So much for Twitter trends as an Idiot's Guide to anything.
By Thursday, NBC had done its research, discovering that people who knew the results of an event were actually more likely to watch the tape-delayed telecast of the same event. In a time of two opposing digital forces — instant access versus the almighty DVR — the spoiler issue has become increasingly emotional.
NBC's findings dovetailed perfectly with last year's UC San Diego study, which found that knowing the end of a story actually enhances many people's enjoyment. According to the network, two-thirds of those who knew the results of this race or that event said they would watch it in prime time anyway; people who had already seen the events via computer screen watched the prime-time version longer than those who didn't.
That reveal is at least as big a game-changer as Phelps' staggering necklace of medals. Not just for future Olympics coverage but for the entire television industry, which has spent the last decade trying to figure out how to reconfigure its formula as the new methods of delivery make it increasingly difficult to get an accurate picture of who's watching what when.
At a time when access to just about anything is at our fingertips, showcasing content has become just as important as producing it. While delivering the Olympics live via other platforms, NBC used its prime-time coverage to curate the Games, to create an Olympic experience that both echoed the past — when families actually gathered 'round the electronic hearth —and visualized the future, in which the entertainment value of televised theater is considered separately from the twists of its plot lines. Knowledge may be power, but it isn't always the primary purpose of storytelling.
It wasn't perfect. The choice of which events made the prime-time cut was often baffling — why so much cycling? and beach volleyball? — the hours stretched out with too much commentary, too many back-story asides, too many close-ups of those darn gymnasts.

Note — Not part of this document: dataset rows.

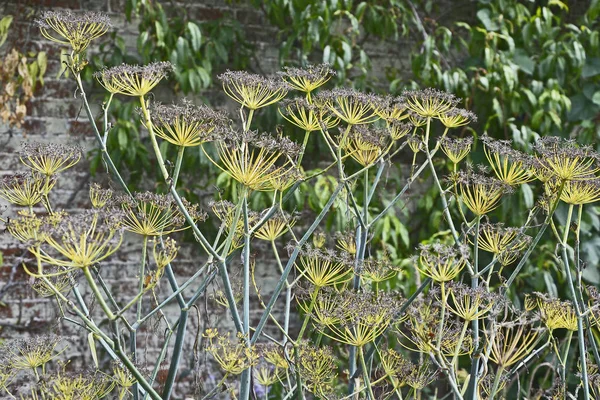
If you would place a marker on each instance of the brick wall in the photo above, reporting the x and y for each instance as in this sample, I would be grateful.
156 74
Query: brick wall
55 115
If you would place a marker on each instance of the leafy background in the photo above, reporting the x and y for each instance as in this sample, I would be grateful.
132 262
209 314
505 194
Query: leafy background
526 68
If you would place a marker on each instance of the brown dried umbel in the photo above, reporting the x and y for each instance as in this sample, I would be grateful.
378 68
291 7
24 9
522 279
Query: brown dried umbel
77 30
133 80
187 124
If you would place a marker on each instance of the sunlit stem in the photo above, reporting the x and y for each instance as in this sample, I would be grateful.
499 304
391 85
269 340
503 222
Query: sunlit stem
303 149
366 374
150 127
180 152
313 299
97 294
105 156
580 333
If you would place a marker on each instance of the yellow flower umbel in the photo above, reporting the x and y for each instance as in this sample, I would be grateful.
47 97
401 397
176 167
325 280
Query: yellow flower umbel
470 304
66 27
233 356
151 214
429 103
308 117
317 367
457 117
480 193
351 106
99 197
556 314
323 268
77 387
185 125
510 166
81 240
49 159
581 192
275 227
33 353
255 161
441 263
362 318
496 239
133 80
309 78
512 342
253 91
456 149
565 160
25 189
366 146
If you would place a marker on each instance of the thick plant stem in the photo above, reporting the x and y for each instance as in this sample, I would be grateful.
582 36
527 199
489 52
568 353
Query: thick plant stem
580 330
180 152
245 377
150 127
105 156
176 357
365 372
291 261
472 388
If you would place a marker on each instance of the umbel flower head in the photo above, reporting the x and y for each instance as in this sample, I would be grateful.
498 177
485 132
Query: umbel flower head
456 149
366 146
363 319
581 191
480 193
555 313
565 159
253 91
496 239
233 356
349 105
323 267
151 214
429 103
81 240
133 80
457 117
33 352
49 159
77 30
306 116
308 78
187 124
317 367
275 227
25 189
510 166
255 160
440 262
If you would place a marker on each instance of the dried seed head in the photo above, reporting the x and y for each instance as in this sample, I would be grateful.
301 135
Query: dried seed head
429 103
77 30
308 78
349 105
565 159
187 124
253 91
133 80
456 149
49 159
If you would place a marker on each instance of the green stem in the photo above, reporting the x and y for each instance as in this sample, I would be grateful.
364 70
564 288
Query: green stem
180 152
580 331
313 299
365 373
155 146
97 294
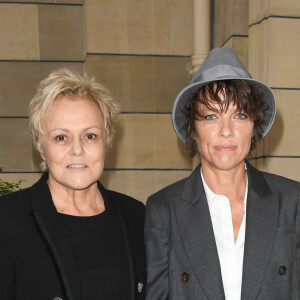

But the shortcomings of craft are not as important as the long-term implications of intent: to give the viewers the best of both worlds.
If you wanted to see the event as it unfolded, you could; if you wanted to know what happened the moment it happened but didn't have time to watch, you could do that too. But if you wanted to sit back with your family and your TV trays and focus on the moments in all their overanalyzed and stop-motion replay glory, you could do that too.
The London Games were good to the Americans; we won medals we hadn't won in years and we conducted a grand media and sociological experiment with surprising results.
Did we nail a perfect 10? No. But then the way we score gymnastics has changed a lot too.